Turning of the Day is a challenging longform work in two parts, meant to be listened to in full, but at half-attention. Skeen recycles snippets of ambient sound from her household environment, from found cassettes, and scraps from the studio heap to assemble an aural body processing its own stuckness. Written for interstitial time, written for dawn, the small hours in which we churn on thoughts, the graveyard shifts of our minds. The gentle dread of blood rushing through ears. Music for half-dreams. Thawing music. Restrained music for waiting for reality to render.
GENEVA SKEEN
Geneva Skeen is an artist and composer working in Los Angeles.
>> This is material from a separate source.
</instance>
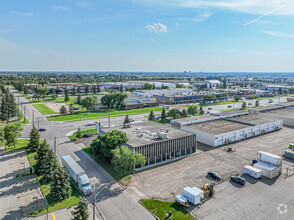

Influenced by écriture féminine, alchemical metaphors, and a range of musical traditions ranging from holy mysticism to industrial, Skeen works with recordings, voice, architecture, mixed instrumentation, and software processing. Her performances, publications, and installations focus on the contrast between the finite resources of our physical landscapes, their infinite digital representations, and the relationships between perception, attention, and trauma. Her solo releases include works on Room40, Dragon’s Eye Recordings, and Crystalline Morphologies. She is an MFA candidate in the Music/Sound program at Bard, a recipient of the Touch Mentorship program, and a member of VOLUME, a curatorial collective focused on sound-based practices.